Another attempt at plain language

Shawn Steele Shawn.Steele at microsoft.com
Thu Sep 10 19:53:18 CEST 2015


My son's taking French.  He'd like an fr-easy ;-)

-----Original Message-----
From: Ietf-languages [mailto:ietf-languages-bounces at alvestrand.no] On Behalf Of Kent Karlsson
Sent: Thursday, September 10, 2015 10:31 AM
To: ietf-languages <ietf-languages at iana.org>
Subject: Re: Another attempt at plain language

Den 2015-09-10 17:24, skrev "Doug Ewell" <doug at ewellic.org>:

> I'm still not sure whether the proposal is for "plain language" in the 
> government sense, meaning content that gets right to the point and 
> doesn't beat around the bush, or "simplified language" that a child or 
> second-language learner could understand.

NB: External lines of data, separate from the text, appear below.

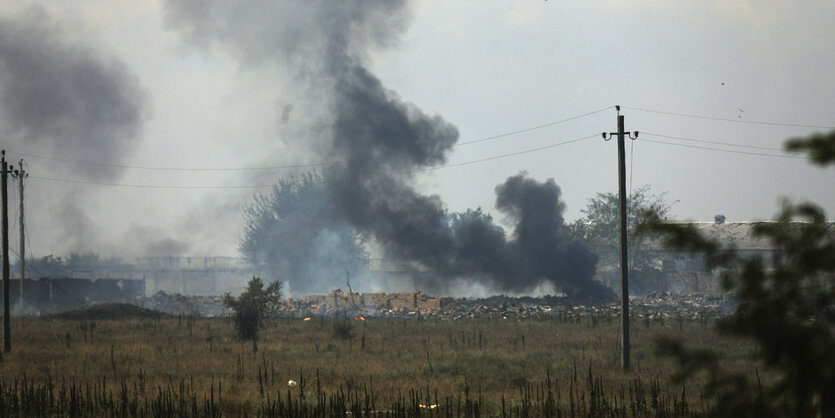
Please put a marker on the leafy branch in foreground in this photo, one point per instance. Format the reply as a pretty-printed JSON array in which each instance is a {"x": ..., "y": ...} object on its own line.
[{"x": 786, "y": 305}]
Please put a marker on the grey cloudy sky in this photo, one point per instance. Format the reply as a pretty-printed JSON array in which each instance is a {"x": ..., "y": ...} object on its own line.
[{"x": 487, "y": 67}]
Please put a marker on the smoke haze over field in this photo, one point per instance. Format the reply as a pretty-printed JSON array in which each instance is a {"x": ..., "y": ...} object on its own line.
[
  {"x": 192, "y": 107},
  {"x": 377, "y": 141}
]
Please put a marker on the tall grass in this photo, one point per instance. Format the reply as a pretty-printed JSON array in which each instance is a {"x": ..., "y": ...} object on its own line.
[{"x": 562, "y": 366}]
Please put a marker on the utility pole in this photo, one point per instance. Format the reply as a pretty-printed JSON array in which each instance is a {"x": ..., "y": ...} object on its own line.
[
  {"x": 624, "y": 261},
  {"x": 4, "y": 193},
  {"x": 20, "y": 175}
]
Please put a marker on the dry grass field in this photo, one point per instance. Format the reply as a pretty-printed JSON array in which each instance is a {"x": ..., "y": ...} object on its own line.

These are different concepts.

I would oppose the former. Not all governments define a "plain language".
The latter is more informal. Sure, there are levels of "easy to read/ listen to/understand", but at least it is more general and not tied to what any government may define. E.g. "<lang>-easy" could be applied to certain news programs/pages (see e.g. 
http://sverigesradio.se/sida/artikel.aspx?programid=493&artikel=184871,
http://www.newsinlevels.com/#,
http://www.noticiasfacil.es/ES/QueEsLecturaFacil/Paginas/default.aspx).

Thus, I would in addition prefer a subtag name like "easy" rather than "plain" or "simple". "Easy to read (or follow in speech), easy to understand".